Bug fixes and maintenance updates:

  • Add 'runcpu --update' and 'runcpu --version' commands to install phase.
  • Set the command to download preprovisioned data to be robust and have a five minute timeout.
  • Make Speccpu17 fail if there are compilation errors that will cause missing results.
  • Tuned entity cleanup parameters.
  • Fix wrong unit in MLPerf benchmark.
  • Disabled TF_CUDNN_USE_AUTOTUNE for horovod benchmarks.
  • Updated default NCCL version.
  • Use a deletion task to cleanup leftover entities to avoid hitting batch limit.
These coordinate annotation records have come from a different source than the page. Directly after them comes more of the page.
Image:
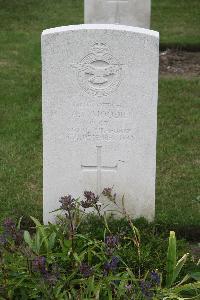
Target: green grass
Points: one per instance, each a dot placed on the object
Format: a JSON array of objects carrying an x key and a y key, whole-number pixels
[
  {"x": 20, "y": 108},
  {"x": 178, "y": 22}
]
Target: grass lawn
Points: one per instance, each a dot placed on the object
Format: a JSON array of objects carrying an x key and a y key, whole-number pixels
[{"x": 20, "y": 107}]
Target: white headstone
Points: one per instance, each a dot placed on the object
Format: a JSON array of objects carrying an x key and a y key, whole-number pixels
[
  {"x": 99, "y": 87},
  {"x": 126, "y": 12}
]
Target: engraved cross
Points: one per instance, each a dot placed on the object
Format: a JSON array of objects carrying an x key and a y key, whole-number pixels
[
  {"x": 117, "y": 1},
  {"x": 99, "y": 168}
]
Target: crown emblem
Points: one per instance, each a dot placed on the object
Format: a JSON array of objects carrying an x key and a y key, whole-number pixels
[{"x": 99, "y": 48}]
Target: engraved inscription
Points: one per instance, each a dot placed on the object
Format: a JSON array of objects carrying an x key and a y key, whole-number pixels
[
  {"x": 117, "y": 1},
  {"x": 99, "y": 168},
  {"x": 99, "y": 73}
]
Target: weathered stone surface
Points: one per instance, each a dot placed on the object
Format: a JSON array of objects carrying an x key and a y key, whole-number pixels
[
  {"x": 126, "y": 12},
  {"x": 99, "y": 113}
]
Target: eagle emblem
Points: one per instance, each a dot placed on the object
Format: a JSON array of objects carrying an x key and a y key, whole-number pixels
[{"x": 99, "y": 73}]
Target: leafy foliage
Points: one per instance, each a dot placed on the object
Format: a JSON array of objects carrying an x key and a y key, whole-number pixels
[{"x": 65, "y": 261}]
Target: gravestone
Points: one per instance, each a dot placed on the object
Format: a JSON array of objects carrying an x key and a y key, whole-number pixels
[
  {"x": 126, "y": 12},
  {"x": 99, "y": 86}
]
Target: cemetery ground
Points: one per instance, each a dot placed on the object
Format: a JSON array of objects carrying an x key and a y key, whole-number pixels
[
  {"x": 178, "y": 109},
  {"x": 178, "y": 176}
]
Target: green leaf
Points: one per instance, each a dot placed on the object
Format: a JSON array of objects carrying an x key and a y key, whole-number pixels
[
  {"x": 195, "y": 276},
  {"x": 179, "y": 266},
  {"x": 41, "y": 229},
  {"x": 52, "y": 239},
  {"x": 171, "y": 259},
  {"x": 28, "y": 239}
]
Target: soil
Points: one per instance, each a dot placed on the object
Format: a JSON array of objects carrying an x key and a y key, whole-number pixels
[{"x": 174, "y": 62}]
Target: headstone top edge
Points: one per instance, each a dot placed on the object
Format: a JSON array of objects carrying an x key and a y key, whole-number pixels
[{"x": 101, "y": 26}]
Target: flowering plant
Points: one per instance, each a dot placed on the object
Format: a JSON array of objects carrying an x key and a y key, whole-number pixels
[{"x": 60, "y": 261}]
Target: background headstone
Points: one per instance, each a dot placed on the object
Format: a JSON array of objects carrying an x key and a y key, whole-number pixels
[
  {"x": 126, "y": 12},
  {"x": 100, "y": 113}
]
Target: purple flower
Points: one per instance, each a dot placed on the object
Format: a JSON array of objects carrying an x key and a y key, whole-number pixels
[
  {"x": 3, "y": 240},
  {"x": 9, "y": 226},
  {"x": 111, "y": 266},
  {"x": 68, "y": 203},
  {"x": 111, "y": 241},
  {"x": 146, "y": 289},
  {"x": 86, "y": 270},
  {"x": 107, "y": 192},
  {"x": 39, "y": 264},
  {"x": 91, "y": 199},
  {"x": 50, "y": 278},
  {"x": 128, "y": 287},
  {"x": 155, "y": 277}
]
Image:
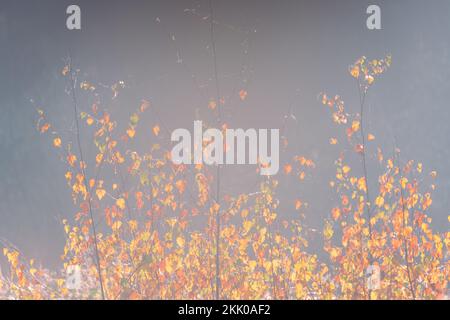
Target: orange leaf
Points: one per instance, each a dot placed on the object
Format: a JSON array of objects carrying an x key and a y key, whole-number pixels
[{"x": 57, "y": 142}]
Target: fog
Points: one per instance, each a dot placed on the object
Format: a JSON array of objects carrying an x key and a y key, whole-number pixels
[{"x": 283, "y": 53}]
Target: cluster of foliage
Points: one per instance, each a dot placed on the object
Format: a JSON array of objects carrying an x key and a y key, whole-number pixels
[{"x": 149, "y": 232}]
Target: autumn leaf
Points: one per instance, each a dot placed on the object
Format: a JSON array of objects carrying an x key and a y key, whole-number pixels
[
  {"x": 100, "y": 193},
  {"x": 287, "y": 169},
  {"x": 180, "y": 242},
  {"x": 355, "y": 125},
  {"x": 131, "y": 132},
  {"x": 57, "y": 142},
  {"x": 354, "y": 71},
  {"x": 328, "y": 230},
  {"x": 335, "y": 213}
]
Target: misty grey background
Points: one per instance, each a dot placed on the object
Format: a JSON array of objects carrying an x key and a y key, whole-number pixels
[{"x": 284, "y": 53}]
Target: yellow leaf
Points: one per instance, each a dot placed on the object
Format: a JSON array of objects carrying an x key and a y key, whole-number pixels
[
  {"x": 355, "y": 72},
  {"x": 328, "y": 231},
  {"x": 116, "y": 225},
  {"x": 57, "y": 142},
  {"x": 180, "y": 242},
  {"x": 100, "y": 193},
  {"x": 287, "y": 169},
  {"x": 131, "y": 132},
  {"x": 247, "y": 226}
]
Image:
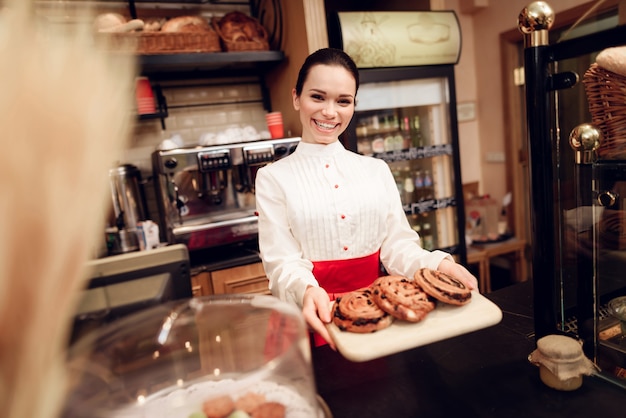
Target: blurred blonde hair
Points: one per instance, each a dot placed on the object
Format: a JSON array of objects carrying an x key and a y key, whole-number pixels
[{"x": 65, "y": 113}]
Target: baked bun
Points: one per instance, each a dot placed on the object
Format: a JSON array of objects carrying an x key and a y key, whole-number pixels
[
  {"x": 357, "y": 312},
  {"x": 239, "y": 27},
  {"x": 443, "y": 287},
  {"x": 401, "y": 298},
  {"x": 186, "y": 24}
]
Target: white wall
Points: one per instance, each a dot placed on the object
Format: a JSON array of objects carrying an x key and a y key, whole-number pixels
[{"x": 479, "y": 80}]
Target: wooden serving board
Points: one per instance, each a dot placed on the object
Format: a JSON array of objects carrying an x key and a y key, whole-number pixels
[{"x": 445, "y": 321}]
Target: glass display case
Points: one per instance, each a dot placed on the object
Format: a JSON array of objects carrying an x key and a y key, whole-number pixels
[{"x": 577, "y": 191}]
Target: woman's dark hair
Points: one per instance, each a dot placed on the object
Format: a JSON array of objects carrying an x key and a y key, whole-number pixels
[{"x": 326, "y": 56}]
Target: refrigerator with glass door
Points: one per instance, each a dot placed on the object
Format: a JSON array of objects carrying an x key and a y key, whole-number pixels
[{"x": 407, "y": 117}]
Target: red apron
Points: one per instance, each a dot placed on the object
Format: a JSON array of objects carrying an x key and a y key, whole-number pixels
[{"x": 341, "y": 276}]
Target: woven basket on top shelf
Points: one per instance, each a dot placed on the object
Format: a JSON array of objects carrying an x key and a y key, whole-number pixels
[
  {"x": 152, "y": 43},
  {"x": 606, "y": 94}
]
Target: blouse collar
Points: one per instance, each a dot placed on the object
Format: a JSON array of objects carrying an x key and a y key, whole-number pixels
[{"x": 319, "y": 150}]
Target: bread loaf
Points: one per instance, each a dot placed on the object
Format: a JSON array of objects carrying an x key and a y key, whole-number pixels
[
  {"x": 239, "y": 27},
  {"x": 186, "y": 24}
]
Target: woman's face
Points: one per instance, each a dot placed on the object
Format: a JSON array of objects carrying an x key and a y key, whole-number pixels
[{"x": 326, "y": 104}]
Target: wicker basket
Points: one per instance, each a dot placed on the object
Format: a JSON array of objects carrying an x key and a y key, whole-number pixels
[
  {"x": 261, "y": 44},
  {"x": 153, "y": 43},
  {"x": 606, "y": 94}
]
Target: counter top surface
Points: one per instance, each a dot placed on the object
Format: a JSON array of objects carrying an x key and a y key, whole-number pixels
[{"x": 482, "y": 374}]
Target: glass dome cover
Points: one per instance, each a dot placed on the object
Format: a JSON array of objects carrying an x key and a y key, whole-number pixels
[{"x": 169, "y": 360}]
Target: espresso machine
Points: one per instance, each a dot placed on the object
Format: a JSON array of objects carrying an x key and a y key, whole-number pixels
[{"x": 205, "y": 194}]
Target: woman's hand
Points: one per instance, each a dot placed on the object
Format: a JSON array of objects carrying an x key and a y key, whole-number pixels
[
  {"x": 316, "y": 311},
  {"x": 456, "y": 270}
]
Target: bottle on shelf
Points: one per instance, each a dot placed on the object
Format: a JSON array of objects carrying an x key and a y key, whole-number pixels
[
  {"x": 409, "y": 186},
  {"x": 416, "y": 133},
  {"x": 414, "y": 222},
  {"x": 388, "y": 142},
  {"x": 363, "y": 142},
  {"x": 378, "y": 144},
  {"x": 427, "y": 237},
  {"x": 428, "y": 186},
  {"x": 419, "y": 186},
  {"x": 397, "y": 175},
  {"x": 405, "y": 133}
]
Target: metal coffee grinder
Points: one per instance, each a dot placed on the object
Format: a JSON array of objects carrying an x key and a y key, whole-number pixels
[{"x": 129, "y": 208}]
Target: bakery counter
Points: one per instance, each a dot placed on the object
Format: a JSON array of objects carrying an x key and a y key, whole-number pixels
[{"x": 482, "y": 374}]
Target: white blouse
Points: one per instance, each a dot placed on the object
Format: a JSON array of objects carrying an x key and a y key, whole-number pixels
[{"x": 324, "y": 202}]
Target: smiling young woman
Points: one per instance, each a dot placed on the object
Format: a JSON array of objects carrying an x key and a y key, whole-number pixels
[{"x": 329, "y": 217}]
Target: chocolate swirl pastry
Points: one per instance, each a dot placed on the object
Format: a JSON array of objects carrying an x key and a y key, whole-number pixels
[
  {"x": 356, "y": 311},
  {"x": 401, "y": 298},
  {"x": 443, "y": 287}
]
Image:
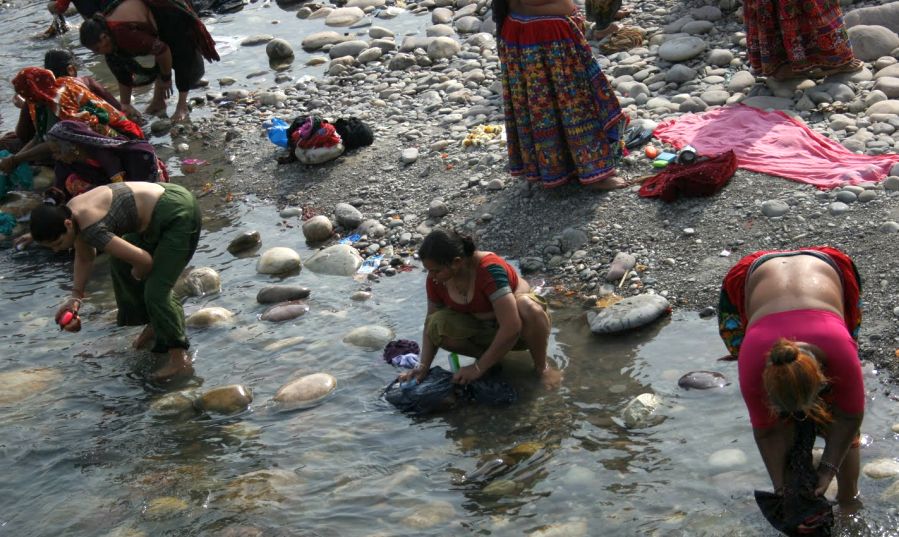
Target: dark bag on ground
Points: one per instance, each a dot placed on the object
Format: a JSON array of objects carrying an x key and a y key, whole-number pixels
[
  {"x": 354, "y": 132},
  {"x": 799, "y": 506},
  {"x": 702, "y": 178},
  {"x": 437, "y": 392}
]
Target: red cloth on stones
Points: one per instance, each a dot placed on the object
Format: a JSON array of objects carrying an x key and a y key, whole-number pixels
[{"x": 776, "y": 144}]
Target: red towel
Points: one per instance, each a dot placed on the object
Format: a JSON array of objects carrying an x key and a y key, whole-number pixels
[{"x": 776, "y": 144}]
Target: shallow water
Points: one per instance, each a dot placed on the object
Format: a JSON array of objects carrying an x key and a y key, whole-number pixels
[{"x": 85, "y": 455}]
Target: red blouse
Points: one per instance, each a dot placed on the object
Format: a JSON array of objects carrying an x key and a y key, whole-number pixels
[{"x": 494, "y": 278}]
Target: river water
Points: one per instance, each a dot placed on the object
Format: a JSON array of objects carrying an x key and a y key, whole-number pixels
[{"x": 84, "y": 455}]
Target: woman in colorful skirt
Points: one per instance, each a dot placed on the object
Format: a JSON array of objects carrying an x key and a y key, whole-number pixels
[
  {"x": 791, "y": 38},
  {"x": 563, "y": 120}
]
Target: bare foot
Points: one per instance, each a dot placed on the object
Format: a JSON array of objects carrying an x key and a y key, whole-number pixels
[
  {"x": 145, "y": 339},
  {"x": 179, "y": 365},
  {"x": 181, "y": 115},
  {"x": 551, "y": 378},
  {"x": 155, "y": 108},
  {"x": 611, "y": 183}
]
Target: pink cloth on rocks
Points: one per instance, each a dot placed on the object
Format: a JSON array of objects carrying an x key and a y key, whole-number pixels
[{"x": 776, "y": 144}]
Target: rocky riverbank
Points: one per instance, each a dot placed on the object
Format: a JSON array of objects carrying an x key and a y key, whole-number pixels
[{"x": 426, "y": 95}]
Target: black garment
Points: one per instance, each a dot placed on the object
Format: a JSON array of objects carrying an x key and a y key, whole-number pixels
[{"x": 799, "y": 505}]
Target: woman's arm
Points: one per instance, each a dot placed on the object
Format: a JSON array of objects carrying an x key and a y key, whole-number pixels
[
  {"x": 138, "y": 258},
  {"x": 506, "y": 310},
  {"x": 840, "y": 436}
]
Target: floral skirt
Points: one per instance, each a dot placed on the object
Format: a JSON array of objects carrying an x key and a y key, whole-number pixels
[
  {"x": 806, "y": 34},
  {"x": 563, "y": 120}
]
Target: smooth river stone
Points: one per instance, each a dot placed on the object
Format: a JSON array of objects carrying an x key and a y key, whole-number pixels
[
  {"x": 244, "y": 242},
  {"x": 278, "y": 260},
  {"x": 285, "y": 311},
  {"x": 226, "y": 399},
  {"x": 702, "y": 380},
  {"x": 632, "y": 312},
  {"x": 274, "y": 294},
  {"x": 173, "y": 404},
  {"x": 23, "y": 383},
  {"x": 370, "y": 336},
  {"x": 200, "y": 281},
  {"x": 640, "y": 412},
  {"x": 337, "y": 260},
  {"x": 305, "y": 392},
  {"x": 727, "y": 458},
  {"x": 881, "y": 468},
  {"x": 208, "y": 317}
]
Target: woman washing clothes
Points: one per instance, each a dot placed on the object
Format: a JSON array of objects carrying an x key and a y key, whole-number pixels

  • Updated object storage service deleteObjects API to also return back object_sizes of deleted objects.
  • Fixed a bug in leftover entity deletion logic.
  • Fixed string encoding bug in netperf_pps benchmark.
  • Fix installing RedHat EPEL on GCP (rhel8,centos8) and AWS (rhel7,rhel8, centos8, amazonlinux2)
  • Fixed a bug in leftover entity deletion logic.
  • Use absl parameterized test case.
  • Error out if AWS EFA install fails (centos8,rhel8)
  • Added cascadelake as a --gcp_min_cpu_platform option.
  • Move CoreOS from EOL Container Linux CoreOS to Fedora CoreOS on AWS and GCP.
  • Update files to use absl/flags.
  • Tries alternate command to get boot time, fixing continuous checking for new time on rebooted system.
  • Correctly handle ARM processors in netperf.
  • Added --always_teardown_on_exception to allow pkb to perform teardown when there is exception at the provision|prepare|run|cleanup stage.
  • Updates crcmod, boto, and awscli installation to pip3.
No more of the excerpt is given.